Séparation des parents : à partir de cet âge, le choix de l'enfant compte vraiment devant le juge
Lorsque la question de la garde se pose dans une séparation ou un divorce, l'enfant a-t-il son mot à dire ? Peut-il choisir chez qui il souhaite vivre ? Me Nolwenn Leroux, avocate en droit de la famille, nous explique les conditions pour que sa parole pèse dans la balance.
Une procédure de séparation, dès lors qu'elle s'opère devant la justice, est forcément compliquée. Marié ou pas, un couple qui se désunit officiellement aux yeux de la loi doit passer par nombre d'étapes et de décisions qui peuvent mener à des conflits. Et la situation s'avère encore plus complexe lorsque des enfants sont à prendre en compte dans l'équation. Quand les deux parents ne parviennent pas à s'entendre sur la marche à suivre, c'est donc le juge des affaires familiales qui prendra la décision finale. Mais la parole de l'enfant a-t-elle aussi son importance ? Un enfant qui exprime la volonté de vivre plutôt chez l'un que chez l'autre sera-t-il entendu ? Sa décision pèsera-t-elle dans la balance ? Nous avons posé ces questions à Maître Nolwenn Leroux, avocate à Paris et spécialiste en droit de la famille.
D'abord, il faut savoir que "c'est un droit de l'enfant d'être entendu dans toutes les procédures qui le concernent", mais pas forcément une obligation. C'est d'ailleurs à lui de demander à être auditionné par le juge.
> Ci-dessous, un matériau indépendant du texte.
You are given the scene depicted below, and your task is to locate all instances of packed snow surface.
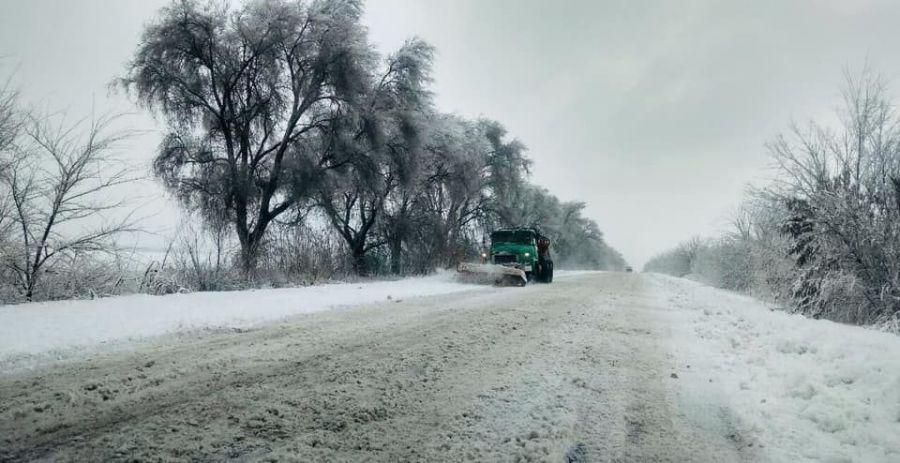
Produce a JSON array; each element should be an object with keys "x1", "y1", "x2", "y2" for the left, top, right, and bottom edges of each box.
[
  {"x1": 0, "y1": 270, "x2": 596, "y2": 370},
  {"x1": 648, "y1": 275, "x2": 900, "y2": 462},
  {"x1": 0, "y1": 272, "x2": 900, "y2": 462}
]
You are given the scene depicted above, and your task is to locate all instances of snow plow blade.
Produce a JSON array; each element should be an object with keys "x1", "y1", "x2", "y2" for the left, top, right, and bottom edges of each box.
[{"x1": 456, "y1": 262, "x2": 528, "y2": 286}]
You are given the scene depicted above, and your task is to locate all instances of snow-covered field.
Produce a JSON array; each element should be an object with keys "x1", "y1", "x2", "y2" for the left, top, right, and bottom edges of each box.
[
  {"x1": 648, "y1": 275, "x2": 900, "y2": 462},
  {"x1": 0, "y1": 273, "x2": 473, "y2": 368}
]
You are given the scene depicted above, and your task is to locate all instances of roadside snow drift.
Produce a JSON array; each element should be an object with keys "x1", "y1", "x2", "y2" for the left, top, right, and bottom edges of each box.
[
  {"x1": 0, "y1": 273, "x2": 479, "y2": 366},
  {"x1": 648, "y1": 275, "x2": 900, "y2": 462}
]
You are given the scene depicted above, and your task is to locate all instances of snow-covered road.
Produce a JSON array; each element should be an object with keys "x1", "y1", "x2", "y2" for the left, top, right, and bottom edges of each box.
[{"x1": 0, "y1": 273, "x2": 900, "y2": 462}]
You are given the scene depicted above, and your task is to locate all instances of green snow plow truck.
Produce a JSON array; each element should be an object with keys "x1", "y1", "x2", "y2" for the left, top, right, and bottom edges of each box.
[{"x1": 457, "y1": 228, "x2": 553, "y2": 286}]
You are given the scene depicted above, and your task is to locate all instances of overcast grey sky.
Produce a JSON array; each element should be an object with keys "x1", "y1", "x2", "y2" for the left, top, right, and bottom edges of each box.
[{"x1": 0, "y1": 0, "x2": 900, "y2": 265}]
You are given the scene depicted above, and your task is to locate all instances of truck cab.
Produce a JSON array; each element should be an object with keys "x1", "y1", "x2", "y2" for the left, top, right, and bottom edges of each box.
[{"x1": 487, "y1": 228, "x2": 553, "y2": 283}]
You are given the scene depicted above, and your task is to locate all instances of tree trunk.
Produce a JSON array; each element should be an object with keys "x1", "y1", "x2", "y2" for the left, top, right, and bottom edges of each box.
[
  {"x1": 391, "y1": 238, "x2": 403, "y2": 275},
  {"x1": 351, "y1": 245, "x2": 369, "y2": 276}
]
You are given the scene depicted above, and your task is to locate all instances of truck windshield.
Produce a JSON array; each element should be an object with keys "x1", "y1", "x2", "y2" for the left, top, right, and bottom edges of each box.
[{"x1": 491, "y1": 231, "x2": 534, "y2": 244}]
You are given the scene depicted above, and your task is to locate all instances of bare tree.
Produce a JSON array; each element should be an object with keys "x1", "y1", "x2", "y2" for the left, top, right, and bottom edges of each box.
[{"x1": 0, "y1": 117, "x2": 134, "y2": 300}]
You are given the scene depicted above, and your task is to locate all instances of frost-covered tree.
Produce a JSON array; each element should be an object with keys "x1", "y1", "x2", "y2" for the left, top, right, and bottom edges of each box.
[
  {"x1": 121, "y1": 0, "x2": 375, "y2": 273},
  {"x1": 319, "y1": 39, "x2": 432, "y2": 275},
  {"x1": 0, "y1": 116, "x2": 134, "y2": 300}
]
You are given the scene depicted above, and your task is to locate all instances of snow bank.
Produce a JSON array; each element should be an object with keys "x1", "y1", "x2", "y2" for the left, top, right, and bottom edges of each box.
[
  {"x1": 651, "y1": 275, "x2": 900, "y2": 462},
  {"x1": 0, "y1": 273, "x2": 479, "y2": 369}
]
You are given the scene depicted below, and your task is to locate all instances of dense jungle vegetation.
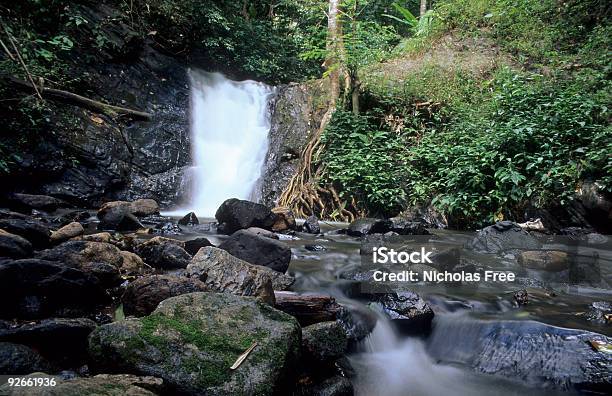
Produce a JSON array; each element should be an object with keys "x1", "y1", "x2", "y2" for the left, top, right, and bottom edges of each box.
[{"x1": 0, "y1": 0, "x2": 612, "y2": 227}]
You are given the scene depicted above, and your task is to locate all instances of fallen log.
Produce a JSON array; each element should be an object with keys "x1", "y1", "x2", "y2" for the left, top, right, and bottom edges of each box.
[
  {"x1": 274, "y1": 291, "x2": 344, "y2": 326},
  {"x1": 3, "y1": 77, "x2": 153, "y2": 120}
]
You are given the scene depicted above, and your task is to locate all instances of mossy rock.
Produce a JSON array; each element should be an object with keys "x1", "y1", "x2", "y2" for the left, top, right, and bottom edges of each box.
[{"x1": 89, "y1": 292, "x2": 301, "y2": 395}]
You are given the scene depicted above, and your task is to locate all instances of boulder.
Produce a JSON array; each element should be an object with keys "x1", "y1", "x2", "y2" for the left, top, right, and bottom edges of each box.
[
  {"x1": 302, "y1": 215, "x2": 321, "y2": 234},
  {"x1": 50, "y1": 221, "x2": 85, "y2": 244},
  {"x1": 89, "y1": 293, "x2": 300, "y2": 395},
  {"x1": 0, "y1": 259, "x2": 109, "y2": 319},
  {"x1": 0, "y1": 318, "x2": 96, "y2": 367},
  {"x1": 0, "y1": 230, "x2": 32, "y2": 258},
  {"x1": 0, "y1": 373, "x2": 163, "y2": 396},
  {"x1": 178, "y1": 212, "x2": 200, "y2": 226},
  {"x1": 468, "y1": 221, "x2": 541, "y2": 253},
  {"x1": 134, "y1": 237, "x2": 191, "y2": 269},
  {"x1": 185, "y1": 238, "x2": 214, "y2": 256},
  {"x1": 0, "y1": 342, "x2": 51, "y2": 374},
  {"x1": 518, "y1": 250, "x2": 570, "y2": 272},
  {"x1": 36, "y1": 241, "x2": 123, "y2": 288},
  {"x1": 219, "y1": 230, "x2": 291, "y2": 274},
  {"x1": 119, "y1": 250, "x2": 153, "y2": 276},
  {"x1": 346, "y1": 218, "x2": 393, "y2": 237},
  {"x1": 129, "y1": 198, "x2": 159, "y2": 217},
  {"x1": 121, "y1": 275, "x2": 209, "y2": 316},
  {"x1": 272, "y1": 206, "x2": 297, "y2": 232},
  {"x1": 302, "y1": 321, "x2": 348, "y2": 363},
  {"x1": 427, "y1": 317, "x2": 612, "y2": 394},
  {"x1": 363, "y1": 291, "x2": 434, "y2": 334},
  {"x1": 186, "y1": 246, "x2": 294, "y2": 301},
  {"x1": 0, "y1": 219, "x2": 51, "y2": 249},
  {"x1": 215, "y1": 198, "x2": 277, "y2": 235},
  {"x1": 7, "y1": 193, "x2": 67, "y2": 212}
]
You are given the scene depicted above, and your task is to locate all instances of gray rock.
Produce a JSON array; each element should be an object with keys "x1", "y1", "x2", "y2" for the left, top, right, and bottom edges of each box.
[
  {"x1": 185, "y1": 247, "x2": 294, "y2": 303},
  {"x1": 121, "y1": 275, "x2": 209, "y2": 316},
  {"x1": 468, "y1": 221, "x2": 541, "y2": 253},
  {"x1": 215, "y1": 198, "x2": 277, "y2": 235},
  {"x1": 219, "y1": 230, "x2": 291, "y2": 274},
  {"x1": 302, "y1": 321, "x2": 348, "y2": 362},
  {"x1": 0, "y1": 342, "x2": 51, "y2": 375},
  {"x1": 0, "y1": 230, "x2": 32, "y2": 258},
  {"x1": 89, "y1": 293, "x2": 300, "y2": 395},
  {"x1": 134, "y1": 237, "x2": 191, "y2": 269}
]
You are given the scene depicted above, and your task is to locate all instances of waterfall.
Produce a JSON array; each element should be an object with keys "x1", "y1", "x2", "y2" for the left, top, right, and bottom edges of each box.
[{"x1": 177, "y1": 70, "x2": 274, "y2": 217}]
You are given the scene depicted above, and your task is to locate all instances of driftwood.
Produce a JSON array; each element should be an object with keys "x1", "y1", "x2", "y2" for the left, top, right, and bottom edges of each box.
[
  {"x1": 274, "y1": 291, "x2": 343, "y2": 326},
  {"x1": 4, "y1": 77, "x2": 153, "y2": 120}
]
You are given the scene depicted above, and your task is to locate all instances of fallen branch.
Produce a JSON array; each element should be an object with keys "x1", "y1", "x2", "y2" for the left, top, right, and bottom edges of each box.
[{"x1": 4, "y1": 77, "x2": 153, "y2": 120}]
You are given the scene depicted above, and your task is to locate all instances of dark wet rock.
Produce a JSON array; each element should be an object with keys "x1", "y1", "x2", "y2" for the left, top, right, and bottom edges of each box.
[
  {"x1": 185, "y1": 246, "x2": 293, "y2": 304},
  {"x1": 0, "y1": 259, "x2": 109, "y2": 319},
  {"x1": 36, "y1": 241, "x2": 123, "y2": 288},
  {"x1": 346, "y1": 218, "x2": 392, "y2": 236},
  {"x1": 0, "y1": 342, "x2": 51, "y2": 374},
  {"x1": 305, "y1": 375, "x2": 355, "y2": 396},
  {"x1": 302, "y1": 215, "x2": 321, "y2": 234},
  {"x1": 586, "y1": 301, "x2": 612, "y2": 324},
  {"x1": 97, "y1": 201, "x2": 143, "y2": 231},
  {"x1": 178, "y1": 212, "x2": 200, "y2": 226},
  {"x1": 0, "y1": 372, "x2": 164, "y2": 396},
  {"x1": 89, "y1": 293, "x2": 300, "y2": 395},
  {"x1": 0, "y1": 230, "x2": 32, "y2": 258},
  {"x1": 149, "y1": 221, "x2": 183, "y2": 235},
  {"x1": 468, "y1": 221, "x2": 541, "y2": 253},
  {"x1": 0, "y1": 219, "x2": 51, "y2": 249},
  {"x1": 219, "y1": 230, "x2": 291, "y2": 274},
  {"x1": 50, "y1": 221, "x2": 85, "y2": 244},
  {"x1": 363, "y1": 291, "x2": 434, "y2": 334},
  {"x1": 389, "y1": 217, "x2": 430, "y2": 235},
  {"x1": 134, "y1": 237, "x2": 191, "y2": 269},
  {"x1": 272, "y1": 206, "x2": 297, "y2": 232},
  {"x1": 518, "y1": 250, "x2": 570, "y2": 272},
  {"x1": 7, "y1": 193, "x2": 67, "y2": 213},
  {"x1": 185, "y1": 238, "x2": 214, "y2": 256},
  {"x1": 121, "y1": 275, "x2": 209, "y2": 316},
  {"x1": 0, "y1": 318, "x2": 97, "y2": 367},
  {"x1": 304, "y1": 245, "x2": 327, "y2": 252},
  {"x1": 302, "y1": 321, "x2": 348, "y2": 362},
  {"x1": 244, "y1": 227, "x2": 280, "y2": 239},
  {"x1": 215, "y1": 198, "x2": 277, "y2": 235},
  {"x1": 428, "y1": 318, "x2": 612, "y2": 393}
]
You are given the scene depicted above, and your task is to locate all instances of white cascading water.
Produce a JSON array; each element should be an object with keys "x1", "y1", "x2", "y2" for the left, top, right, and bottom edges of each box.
[{"x1": 175, "y1": 70, "x2": 274, "y2": 217}]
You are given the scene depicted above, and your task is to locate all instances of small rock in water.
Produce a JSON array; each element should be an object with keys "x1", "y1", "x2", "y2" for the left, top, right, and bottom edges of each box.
[
  {"x1": 302, "y1": 215, "x2": 321, "y2": 234},
  {"x1": 178, "y1": 212, "x2": 200, "y2": 226}
]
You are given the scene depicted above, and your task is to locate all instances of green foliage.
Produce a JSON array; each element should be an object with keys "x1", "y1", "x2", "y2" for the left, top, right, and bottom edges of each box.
[{"x1": 321, "y1": 110, "x2": 404, "y2": 215}]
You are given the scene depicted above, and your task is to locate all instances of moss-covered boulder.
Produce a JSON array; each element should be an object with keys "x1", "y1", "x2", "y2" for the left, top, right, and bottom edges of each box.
[{"x1": 89, "y1": 292, "x2": 301, "y2": 395}]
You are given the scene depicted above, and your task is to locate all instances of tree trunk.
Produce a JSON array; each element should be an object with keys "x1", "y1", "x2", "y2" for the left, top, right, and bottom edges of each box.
[{"x1": 419, "y1": 0, "x2": 427, "y2": 16}]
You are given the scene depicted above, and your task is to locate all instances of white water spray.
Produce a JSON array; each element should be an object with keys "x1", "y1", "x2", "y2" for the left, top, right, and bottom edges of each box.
[{"x1": 168, "y1": 70, "x2": 274, "y2": 217}]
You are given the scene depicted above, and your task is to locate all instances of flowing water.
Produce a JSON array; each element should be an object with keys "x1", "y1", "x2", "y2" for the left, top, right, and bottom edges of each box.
[{"x1": 167, "y1": 70, "x2": 274, "y2": 217}]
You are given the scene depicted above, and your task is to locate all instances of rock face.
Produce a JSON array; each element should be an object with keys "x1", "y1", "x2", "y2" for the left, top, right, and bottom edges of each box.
[
  {"x1": 0, "y1": 259, "x2": 109, "y2": 319},
  {"x1": 346, "y1": 218, "x2": 393, "y2": 236},
  {"x1": 0, "y1": 230, "x2": 32, "y2": 258},
  {"x1": 302, "y1": 321, "x2": 348, "y2": 362},
  {"x1": 89, "y1": 293, "x2": 300, "y2": 395},
  {"x1": 135, "y1": 237, "x2": 191, "y2": 269},
  {"x1": 185, "y1": 247, "x2": 294, "y2": 301},
  {"x1": 0, "y1": 219, "x2": 51, "y2": 249},
  {"x1": 215, "y1": 198, "x2": 277, "y2": 235},
  {"x1": 0, "y1": 342, "x2": 51, "y2": 376},
  {"x1": 428, "y1": 319, "x2": 612, "y2": 394},
  {"x1": 219, "y1": 230, "x2": 291, "y2": 274},
  {"x1": 121, "y1": 275, "x2": 209, "y2": 316},
  {"x1": 468, "y1": 221, "x2": 541, "y2": 253}
]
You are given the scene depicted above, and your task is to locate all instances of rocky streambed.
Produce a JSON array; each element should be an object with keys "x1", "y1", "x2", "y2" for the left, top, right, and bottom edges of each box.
[{"x1": 0, "y1": 194, "x2": 612, "y2": 395}]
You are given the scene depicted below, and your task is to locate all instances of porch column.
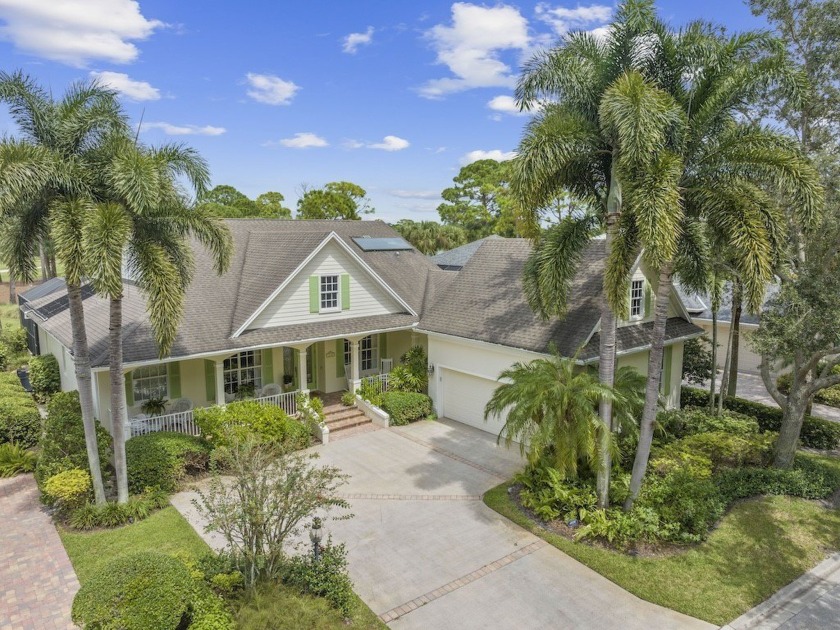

Me Leroux note que "c'est une fausse croyance de penser que le juge va demander à l'enfant chez lequel de ses parents il a envie d'habiter, car ça le mettrait en plein conflit de loyauté". Eh oui, cela reviendrait à demander à l'enfant quel est son parent préféré, ce que la justice ne fera jamais. En revanche, un juge qui a souvent entendu les versions opposées des deux parents pourra "prendre un peu la température" auprès du principal concerné : "Ce qu'il a envie de savoir, c'est comment ça se passe pour l'enfant, chez chacun de ses parents. Et éventuellement ce qu'il aimerait pour son organisation, mais on ne lui pose pas des questions frontales." En effet, l'avocate nous indique que l'enfant a bel et bien le droit de faire valoir son choix... à certaines conditions. Parmi lesquelles, en priorité, son âge.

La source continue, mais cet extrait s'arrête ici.